Je me sentis malade.
Pas parce que je pensais qu’ils n’avaient jamais dépensé un centime.
Parce que ma vie avait financé indirectement une partie de leur deuxième monde.
Marisol me coupa.
« Attention. Nous ne savons pas encore quelle part des distributions de Robert étaient conjugales, quelle part appartenait à l’entreprise, ni quelles dépenses étaient légitimes. »
Toujours.
Précision.
Nous avons demandé les documents dans le cadre du divorce.
Robert résista au début.
Puis son avocat coopéra.
Pas besoin d’une perquisition dramatique.
Discovery.
Comptable.
Contrats.
Relevés.
Irene avait bien fourni des services.
Elle n’était pas salariée cachée sans travail.

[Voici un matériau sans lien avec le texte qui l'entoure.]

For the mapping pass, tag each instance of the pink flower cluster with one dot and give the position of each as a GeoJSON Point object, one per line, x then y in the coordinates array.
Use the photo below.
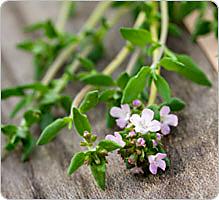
{"type": "Point", "coordinates": [144, 123]}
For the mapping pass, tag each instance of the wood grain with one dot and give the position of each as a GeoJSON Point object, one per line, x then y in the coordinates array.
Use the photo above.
{"type": "Point", "coordinates": [192, 147]}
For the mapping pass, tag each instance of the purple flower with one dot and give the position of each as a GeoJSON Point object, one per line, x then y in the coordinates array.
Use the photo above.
{"type": "Point", "coordinates": [145, 122]}
{"type": "Point", "coordinates": [123, 114]}
{"type": "Point", "coordinates": [159, 136]}
{"type": "Point", "coordinates": [167, 120]}
{"type": "Point", "coordinates": [154, 143]}
{"type": "Point", "coordinates": [132, 133]}
{"type": "Point", "coordinates": [116, 138]}
{"type": "Point", "coordinates": [86, 133]}
{"type": "Point", "coordinates": [156, 161]}
{"type": "Point", "coordinates": [136, 103]}
{"type": "Point", "coordinates": [137, 170]}
{"type": "Point", "coordinates": [141, 142]}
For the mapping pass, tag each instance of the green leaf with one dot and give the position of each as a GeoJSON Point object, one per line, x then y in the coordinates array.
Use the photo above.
{"type": "Point", "coordinates": [97, 52]}
{"type": "Point", "coordinates": [9, 129]}
{"type": "Point", "coordinates": [81, 122]}
{"type": "Point", "coordinates": [90, 101]}
{"type": "Point", "coordinates": [122, 80]}
{"type": "Point", "coordinates": [46, 119]}
{"type": "Point", "coordinates": [52, 130]}
{"type": "Point", "coordinates": [109, 145]}
{"type": "Point", "coordinates": [152, 48]}
{"type": "Point", "coordinates": [174, 30]}
{"type": "Point", "coordinates": [87, 63]}
{"type": "Point", "coordinates": [34, 27]}
{"type": "Point", "coordinates": [99, 173]}
{"type": "Point", "coordinates": [187, 68]}
{"type": "Point", "coordinates": [170, 64]}
{"type": "Point", "coordinates": [98, 79]}
{"type": "Point", "coordinates": [22, 132]}
{"type": "Point", "coordinates": [32, 116]}
{"type": "Point", "coordinates": [76, 162]}
{"type": "Point", "coordinates": [175, 104]}
{"type": "Point", "coordinates": [106, 95]}
{"type": "Point", "coordinates": [202, 27]}
{"type": "Point", "coordinates": [25, 101]}
{"type": "Point", "coordinates": [26, 45]}
{"type": "Point", "coordinates": [65, 102]}
{"type": "Point", "coordinates": [139, 37]}
{"type": "Point", "coordinates": [13, 142]}
{"type": "Point", "coordinates": [50, 30]}
{"type": "Point", "coordinates": [19, 91]}
{"type": "Point", "coordinates": [163, 87]}
{"type": "Point", "coordinates": [135, 85]}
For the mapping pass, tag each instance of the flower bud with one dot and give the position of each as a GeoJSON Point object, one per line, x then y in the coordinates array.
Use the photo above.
{"type": "Point", "coordinates": [138, 152]}
{"type": "Point", "coordinates": [86, 135]}
{"type": "Point", "coordinates": [132, 133]}
{"type": "Point", "coordinates": [136, 103]}
{"type": "Point", "coordinates": [103, 152]}
{"type": "Point", "coordinates": [158, 135]}
{"type": "Point", "coordinates": [93, 138]}
{"type": "Point", "coordinates": [141, 142]}
{"type": "Point", "coordinates": [83, 144]}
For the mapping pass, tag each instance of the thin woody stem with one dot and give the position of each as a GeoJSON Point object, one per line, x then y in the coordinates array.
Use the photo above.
{"type": "Point", "coordinates": [63, 15]}
{"type": "Point", "coordinates": [112, 66]}
{"type": "Point", "coordinates": [133, 60]}
{"type": "Point", "coordinates": [65, 53]}
{"type": "Point", "coordinates": [159, 52]}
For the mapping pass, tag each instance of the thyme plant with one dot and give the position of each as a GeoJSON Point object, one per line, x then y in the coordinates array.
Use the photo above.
{"type": "Point", "coordinates": [138, 101]}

Mais Robert avait payé certains voyages personnels avec des cartes d’entreprise et mélangé des dépenses.
Cela pouvait affecter l’évaluation de sa part et créer des questions fiscales.
Pas forcément crime.
Mais mauvais.
Marisol calcula une fourchette.
Environ 118 000 dollars de dépenses potentiellement personnelles au bénéfice d’Irene sur six ans, dont une partie déjà traitée comme rémunération taxable.
Le chiffre était important.
Pas trois millions.
Pas « tout notre argent ».
Une partie.
Je demandai :
« Est-ce que je peux récupérer ? »
« Ça dépend de la manière dont le tribunal ou la médiation traite la dissipation d’actifs conjugaux. Votre avocat répondra. »
Elena répondit.
« On peut faire valoir qu’une partie a été dépensée pour une relation extraconjugale sans votre consentement. On documente. On ne promet pas résultat. »
Je hochai la tête.
Je me sentais étrangement plus calme.
Chaque fois que quelqu’un mettait un chiffre exact sur une peur, elle devenait moins monstrueuse.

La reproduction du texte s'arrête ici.